Honi Soit‘s 2024 writing competition wants YOU to interrogate the notion of existing, what it means to you, students or the world. Are we existing as we should? How do we draw the boundaries of what exists and what does not? How do existing things interact with threats to extinction? Draw on personal experiences, worldly fears and more. Don’t draw limits.
This competition is open to all University of Sydney students, and is divided into fiction and non-fiction categories.
NON-FICTION: Pieces can be up to 1200 words, and must of an opinion genre expressing a clear argument. Re-imagine, revisit, re-examine. We want you to convince, challenge and provoke us.
FICTION: Pieces can be up to 2000 words of prose or 40 lines of poetry.

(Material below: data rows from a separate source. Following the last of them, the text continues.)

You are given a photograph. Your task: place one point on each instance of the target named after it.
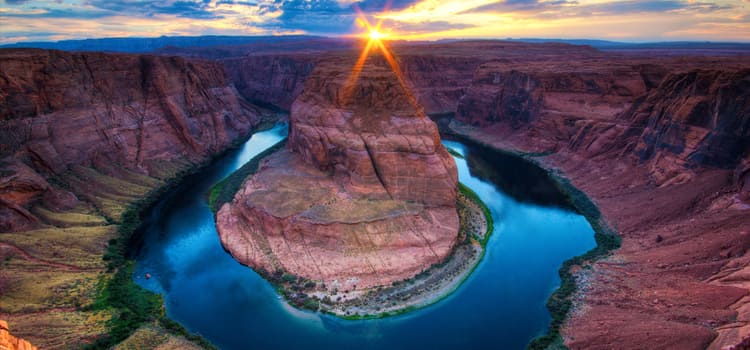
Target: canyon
(85, 137)
(660, 143)
(363, 196)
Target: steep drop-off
(660, 145)
(365, 194)
(83, 136)
(665, 159)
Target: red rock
(110, 111)
(9, 342)
(364, 196)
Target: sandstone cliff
(661, 145)
(364, 196)
(9, 342)
(148, 114)
(82, 137)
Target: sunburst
(376, 38)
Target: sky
(622, 20)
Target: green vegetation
(224, 190)
(132, 306)
(468, 192)
(471, 195)
(607, 239)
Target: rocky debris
(364, 196)
(9, 342)
(678, 147)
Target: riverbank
(561, 301)
(429, 286)
(138, 315)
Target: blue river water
(500, 306)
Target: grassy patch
(224, 190)
(71, 218)
(468, 192)
(132, 306)
(455, 153)
(607, 240)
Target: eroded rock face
(117, 113)
(699, 118)
(376, 139)
(9, 342)
(364, 196)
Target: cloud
(576, 8)
(413, 19)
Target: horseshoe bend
(364, 194)
(302, 191)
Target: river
(500, 306)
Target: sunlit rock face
(363, 196)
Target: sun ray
(375, 41)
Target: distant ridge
(141, 45)
(173, 44)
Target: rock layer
(149, 114)
(83, 136)
(9, 342)
(364, 196)
(673, 139)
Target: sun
(377, 35)
(376, 42)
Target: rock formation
(82, 137)
(9, 342)
(364, 195)
(149, 114)
(670, 135)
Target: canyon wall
(661, 146)
(365, 194)
(9, 342)
(148, 114)
(82, 137)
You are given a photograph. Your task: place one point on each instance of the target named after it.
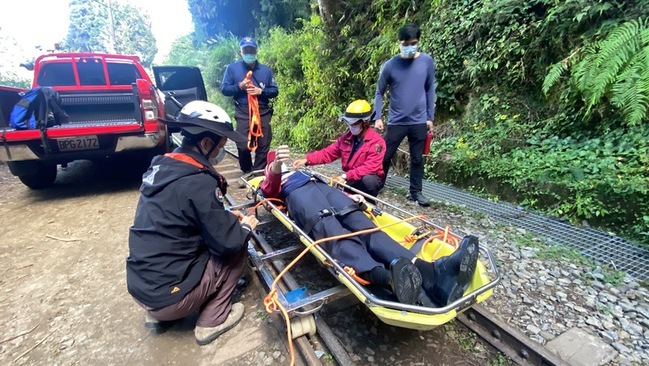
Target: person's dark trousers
(263, 143)
(370, 184)
(363, 252)
(416, 138)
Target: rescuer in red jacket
(360, 149)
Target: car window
(177, 79)
(122, 73)
(56, 74)
(91, 72)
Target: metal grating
(599, 246)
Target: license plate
(78, 143)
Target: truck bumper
(15, 152)
(146, 141)
(20, 152)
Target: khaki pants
(211, 295)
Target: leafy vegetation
(113, 27)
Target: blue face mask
(408, 51)
(249, 58)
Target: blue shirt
(261, 77)
(412, 90)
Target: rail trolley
(427, 240)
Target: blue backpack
(22, 116)
(37, 103)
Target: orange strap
(185, 159)
(255, 117)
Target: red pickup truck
(112, 107)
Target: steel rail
(507, 339)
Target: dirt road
(63, 296)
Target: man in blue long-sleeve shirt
(264, 87)
(410, 77)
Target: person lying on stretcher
(375, 257)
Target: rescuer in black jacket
(187, 250)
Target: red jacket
(367, 160)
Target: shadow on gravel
(84, 178)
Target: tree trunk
(329, 10)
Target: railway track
(316, 335)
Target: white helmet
(199, 117)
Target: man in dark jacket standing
(186, 251)
(410, 77)
(261, 85)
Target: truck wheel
(43, 178)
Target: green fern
(615, 53)
(614, 69)
(553, 76)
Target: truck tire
(43, 178)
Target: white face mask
(218, 158)
(356, 129)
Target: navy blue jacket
(179, 222)
(261, 77)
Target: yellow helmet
(358, 110)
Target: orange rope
(350, 271)
(254, 130)
(271, 301)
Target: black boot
(405, 280)
(446, 279)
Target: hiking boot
(156, 326)
(405, 280)
(205, 335)
(454, 272)
(419, 198)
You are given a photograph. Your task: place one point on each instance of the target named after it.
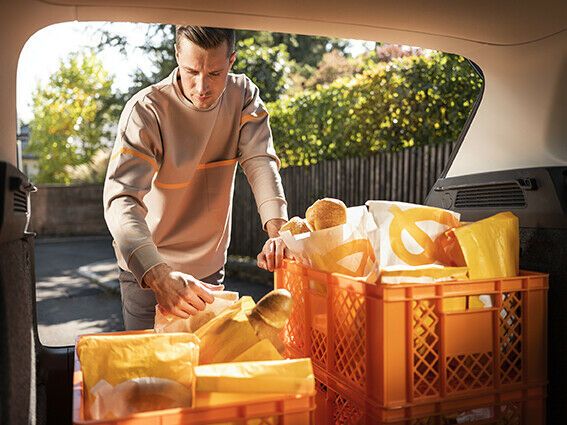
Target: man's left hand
(272, 255)
(274, 250)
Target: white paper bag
(347, 249)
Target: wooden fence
(402, 176)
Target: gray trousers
(139, 304)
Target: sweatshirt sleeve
(258, 158)
(134, 162)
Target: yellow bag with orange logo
(409, 232)
(347, 249)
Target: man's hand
(273, 227)
(179, 293)
(272, 255)
(274, 250)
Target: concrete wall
(68, 211)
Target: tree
(390, 106)
(267, 67)
(74, 112)
(271, 60)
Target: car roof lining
(502, 23)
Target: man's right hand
(179, 293)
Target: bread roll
(325, 213)
(270, 315)
(296, 226)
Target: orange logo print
(406, 220)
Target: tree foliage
(409, 101)
(267, 67)
(272, 60)
(74, 112)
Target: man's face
(203, 72)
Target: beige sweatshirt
(170, 181)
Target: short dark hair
(206, 37)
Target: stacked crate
(421, 353)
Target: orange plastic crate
(281, 410)
(400, 345)
(336, 405)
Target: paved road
(69, 304)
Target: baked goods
(326, 213)
(296, 226)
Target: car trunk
(43, 394)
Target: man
(169, 186)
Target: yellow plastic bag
(277, 376)
(230, 334)
(262, 350)
(148, 362)
(408, 232)
(491, 247)
(172, 323)
(422, 274)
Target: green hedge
(412, 101)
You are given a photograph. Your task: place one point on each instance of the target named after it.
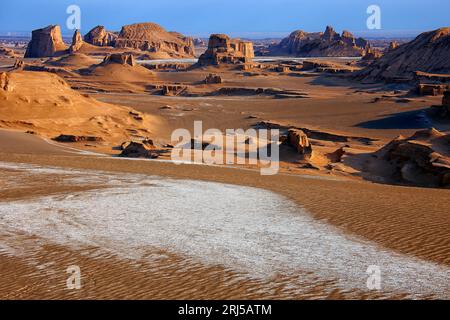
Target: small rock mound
(77, 42)
(138, 150)
(98, 36)
(46, 42)
(299, 140)
(69, 138)
(213, 79)
(120, 58)
(422, 159)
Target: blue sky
(246, 18)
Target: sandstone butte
(224, 50)
(98, 36)
(429, 53)
(321, 44)
(46, 42)
(153, 38)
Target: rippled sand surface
(190, 239)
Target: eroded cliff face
(99, 36)
(429, 52)
(224, 50)
(153, 38)
(318, 44)
(45, 42)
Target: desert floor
(150, 229)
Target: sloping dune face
(45, 103)
(249, 231)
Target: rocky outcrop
(19, 65)
(69, 138)
(4, 81)
(419, 159)
(430, 89)
(299, 140)
(120, 58)
(138, 150)
(429, 52)
(153, 38)
(6, 52)
(224, 50)
(326, 44)
(372, 54)
(77, 42)
(98, 36)
(213, 79)
(392, 45)
(46, 42)
(446, 100)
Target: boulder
(19, 65)
(98, 36)
(4, 81)
(77, 42)
(393, 45)
(46, 42)
(299, 140)
(137, 150)
(120, 58)
(224, 50)
(69, 138)
(6, 52)
(153, 38)
(213, 79)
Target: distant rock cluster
(98, 36)
(224, 50)
(149, 37)
(318, 44)
(45, 42)
(429, 52)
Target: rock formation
(421, 159)
(46, 42)
(4, 81)
(372, 54)
(98, 36)
(326, 44)
(393, 45)
(429, 52)
(213, 78)
(6, 52)
(120, 58)
(299, 140)
(153, 38)
(224, 50)
(77, 42)
(138, 150)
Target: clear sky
(246, 18)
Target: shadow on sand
(416, 119)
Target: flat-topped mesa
(77, 42)
(46, 42)
(224, 50)
(120, 58)
(98, 36)
(318, 44)
(153, 38)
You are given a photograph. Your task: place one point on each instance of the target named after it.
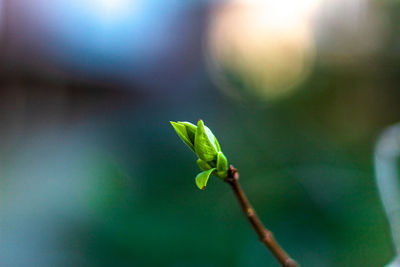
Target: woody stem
(265, 235)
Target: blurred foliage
(111, 184)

However, you are not restricted to write in these styles. Be as creative as you would like, and interpret the theme as broadly as you wish while still maintaining thematic links.
PRIZE MONEY (in each category):
First place – $2000
Second place – $700
Third place – $250
Editors’ choice – $50
JUDGES:
FICTION — Sara M Saleh
Sara M Saleh is a writer, human rights lawyer, and the daughter of Palestinian, Lebanese and Egyptian migrants. Her poems, essays and short stories have been published widely in English and Arabic. Her first novel Songs for the Dead and the Living (Affirm Press) and first full-length poetry collection The Flirtation of Girls/Ghazal el-Banat (UQP) were both released late 2023.

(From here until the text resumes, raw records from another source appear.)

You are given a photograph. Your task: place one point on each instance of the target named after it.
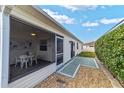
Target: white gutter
(53, 20)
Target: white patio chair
(33, 58)
(23, 59)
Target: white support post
(4, 46)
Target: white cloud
(110, 21)
(89, 29)
(60, 18)
(80, 7)
(90, 24)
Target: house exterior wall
(21, 32)
(34, 78)
(43, 22)
(30, 15)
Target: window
(59, 45)
(43, 45)
(77, 45)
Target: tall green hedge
(110, 50)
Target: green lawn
(87, 54)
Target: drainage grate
(60, 81)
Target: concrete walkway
(86, 77)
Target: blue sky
(88, 23)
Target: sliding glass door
(59, 50)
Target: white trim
(76, 68)
(96, 63)
(56, 50)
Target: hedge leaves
(110, 50)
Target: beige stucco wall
(30, 15)
(21, 32)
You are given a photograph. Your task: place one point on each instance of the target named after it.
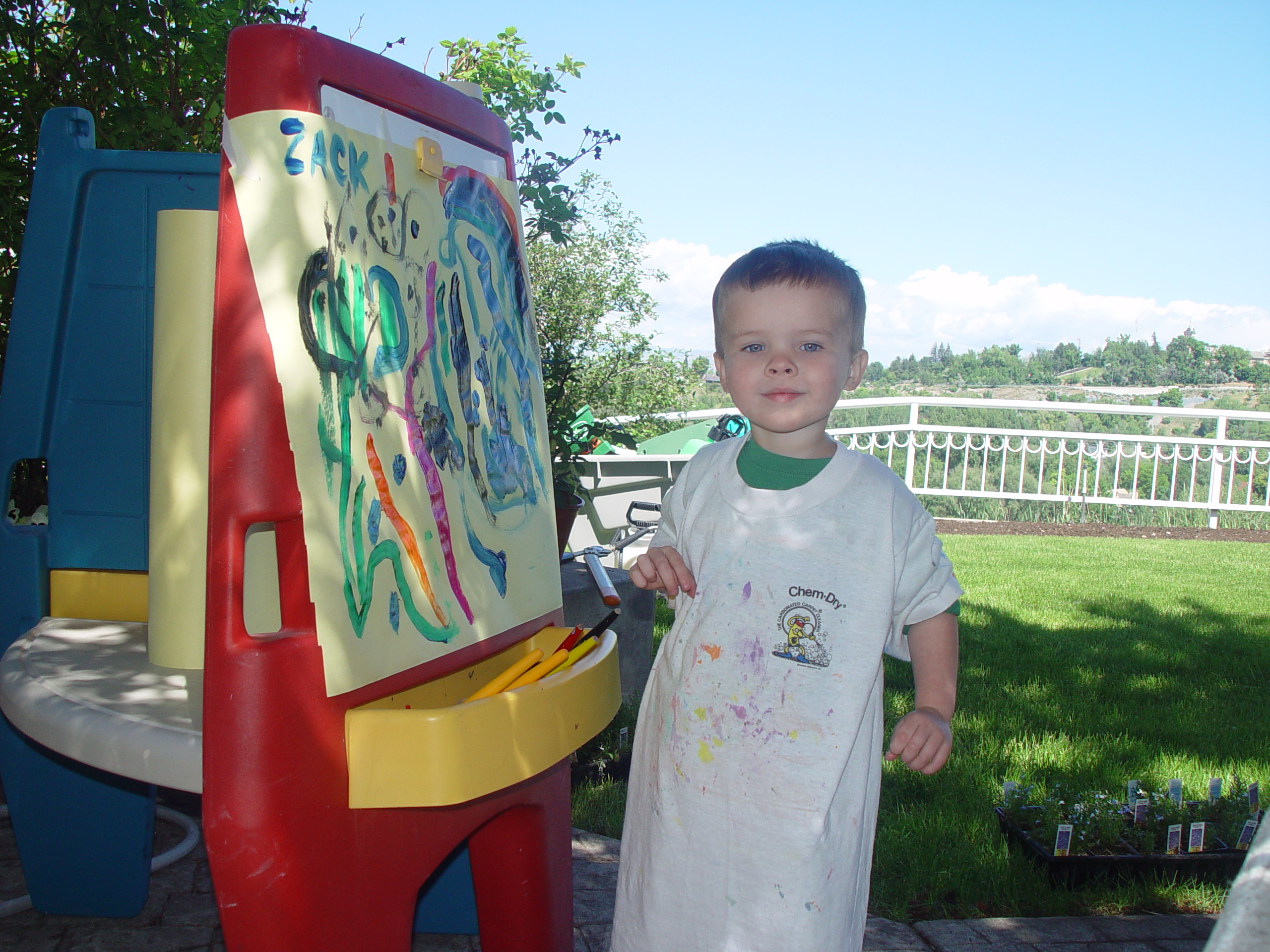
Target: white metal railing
(996, 463)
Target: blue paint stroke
(497, 561)
(520, 366)
(337, 153)
(293, 127)
(318, 158)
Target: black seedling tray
(1210, 866)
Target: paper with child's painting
(398, 307)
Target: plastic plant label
(1250, 828)
(1064, 841)
(1140, 812)
(1175, 839)
(1197, 838)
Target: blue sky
(1014, 171)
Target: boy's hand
(663, 568)
(922, 740)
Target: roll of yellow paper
(508, 676)
(180, 418)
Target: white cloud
(684, 298)
(960, 310)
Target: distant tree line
(1121, 362)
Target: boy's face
(786, 358)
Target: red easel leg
(522, 874)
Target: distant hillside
(1121, 363)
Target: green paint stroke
(359, 565)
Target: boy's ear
(723, 379)
(859, 366)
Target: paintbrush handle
(602, 582)
(508, 676)
(539, 670)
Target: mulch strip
(1098, 530)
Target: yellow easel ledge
(425, 748)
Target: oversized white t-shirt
(756, 767)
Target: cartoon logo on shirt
(804, 643)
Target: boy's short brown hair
(802, 263)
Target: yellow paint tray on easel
(425, 748)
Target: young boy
(754, 787)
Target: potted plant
(1076, 835)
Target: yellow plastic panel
(423, 748)
(99, 595)
(180, 420)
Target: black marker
(600, 629)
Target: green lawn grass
(1090, 660)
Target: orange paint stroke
(404, 532)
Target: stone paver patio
(181, 917)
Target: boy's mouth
(781, 395)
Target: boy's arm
(922, 739)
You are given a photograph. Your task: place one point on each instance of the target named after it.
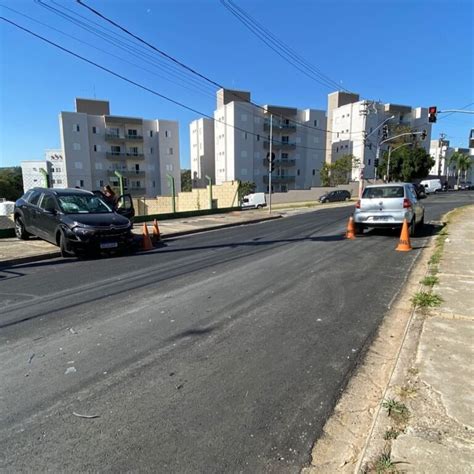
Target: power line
(171, 58)
(118, 42)
(141, 86)
(196, 87)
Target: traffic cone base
(156, 231)
(146, 242)
(350, 233)
(404, 245)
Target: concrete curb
(56, 254)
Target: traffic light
(271, 162)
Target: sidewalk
(421, 367)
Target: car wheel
(65, 252)
(20, 231)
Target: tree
(186, 183)
(246, 187)
(338, 172)
(463, 164)
(11, 183)
(407, 164)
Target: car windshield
(383, 192)
(82, 204)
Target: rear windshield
(385, 192)
(82, 204)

Sara made history as the first poet to win both the 2021 Peter Porter Poetry Prize and the 2020 Judith Wright Poetry Prize, she was recently shortlisted for the University of Canberra’s Vice-Chancellor’s Prize, and she is the recipient of the inaugural Affirm fellowship for Sweatshop writers, a Neilma Sidney travel grant, Varuna writers residency, and Amant writers residency in New York, amongst other honours. Sara is based on Bidjigal land (Sydney, Australia) with her partner and their four fur babies.
NON-FICTION — Naaman Zhou
Naaman Zhou is a former editor of Honi Soit. He was a reporter for Guardian Australia and is currently a copy editor at The New Yorker.

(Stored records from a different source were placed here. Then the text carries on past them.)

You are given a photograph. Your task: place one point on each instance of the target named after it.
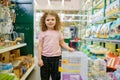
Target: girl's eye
(47, 20)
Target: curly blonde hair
(42, 20)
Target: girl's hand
(71, 49)
(40, 63)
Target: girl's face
(50, 21)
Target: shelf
(28, 72)
(99, 4)
(103, 40)
(12, 48)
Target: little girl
(50, 43)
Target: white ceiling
(57, 4)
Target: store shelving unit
(15, 47)
(12, 47)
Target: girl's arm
(39, 50)
(40, 61)
(64, 45)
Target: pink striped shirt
(51, 46)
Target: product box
(74, 66)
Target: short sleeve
(61, 36)
(41, 36)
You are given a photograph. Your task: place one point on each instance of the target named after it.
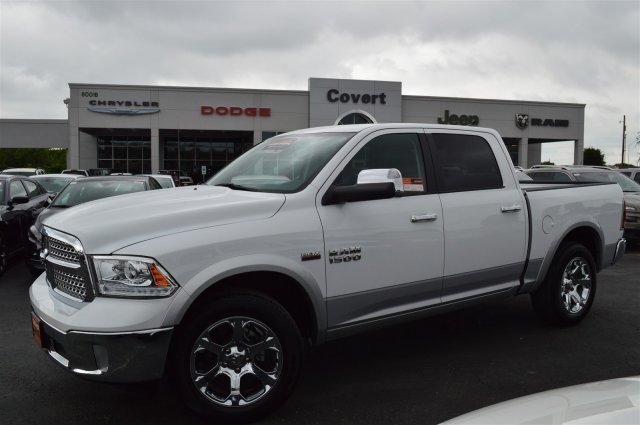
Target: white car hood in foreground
(106, 225)
(616, 401)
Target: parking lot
(424, 372)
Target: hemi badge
(307, 256)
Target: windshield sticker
(413, 184)
(278, 146)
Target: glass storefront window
(125, 154)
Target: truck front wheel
(567, 293)
(238, 358)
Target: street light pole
(624, 135)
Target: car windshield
(81, 191)
(282, 164)
(625, 182)
(52, 184)
(166, 183)
(19, 173)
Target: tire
(4, 256)
(237, 359)
(568, 291)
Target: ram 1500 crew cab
(309, 236)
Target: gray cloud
(563, 51)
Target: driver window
(401, 151)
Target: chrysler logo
(522, 121)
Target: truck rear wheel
(567, 292)
(238, 358)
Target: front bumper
(108, 357)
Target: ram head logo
(522, 121)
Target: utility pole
(624, 136)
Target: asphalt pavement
(424, 372)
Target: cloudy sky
(559, 51)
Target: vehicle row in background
(80, 191)
(21, 200)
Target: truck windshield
(282, 164)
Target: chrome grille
(62, 251)
(70, 283)
(65, 265)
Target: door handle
(419, 218)
(511, 208)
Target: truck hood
(106, 225)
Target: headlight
(132, 277)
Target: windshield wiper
(238, 187)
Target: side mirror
(372, 184)
(19, 200)
(382, 175)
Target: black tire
(245, 338)
(4, 256)
(568, 291)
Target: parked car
(165, 180)
(179, 177)
(632, 173)
(53, 183)
(21, 200)
(23, 171)
(78, 192)
(611, 402)
(75, 171)
(630, 188)
(101, 171)
(311, 235)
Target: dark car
(78, 192)
(53, 183)
(21, 200)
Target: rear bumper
(108, 357)
(621, 246)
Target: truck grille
(65, 265)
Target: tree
(593, 156)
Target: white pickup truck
(309, 236)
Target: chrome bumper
(108, 357)
(620, 248)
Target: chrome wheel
(236, 361)
(576, 285)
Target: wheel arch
(281, 287)
(587, 234)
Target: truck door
(484, 215)
(383, 256)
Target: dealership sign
(123, 107)
(455, 119)
(335, 95)
(522, 121)
(235, 111)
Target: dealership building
(140, 129)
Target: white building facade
(148, 128)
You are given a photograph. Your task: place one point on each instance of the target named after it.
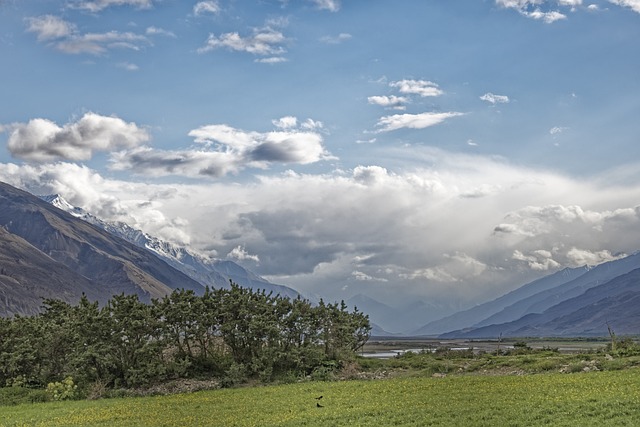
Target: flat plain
(610, 398)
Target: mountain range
(572, 302)
(49, 252)
(51, 249)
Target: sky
(437, 151)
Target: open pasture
(581, 399)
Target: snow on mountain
(208, 271)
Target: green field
(581, 399)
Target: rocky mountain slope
(588, 305)
(207, 271)
(48, 252)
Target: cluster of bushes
(232, 334)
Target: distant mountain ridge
(601, 297)
(476, 315)
(46, 252)
(207, 271)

SUBMISSIONS – Entries to the 2024 Competition have closed and are now in judging
Entries are open to all USyd students and will close Sunday April 14th at 11.59pm. You can submit one work per category (two pieces maximum).
Winners and top-placing entries will be published in a future edition of Honi.
Submissions for the 2024 Honi Soit Writing Competition have now closed.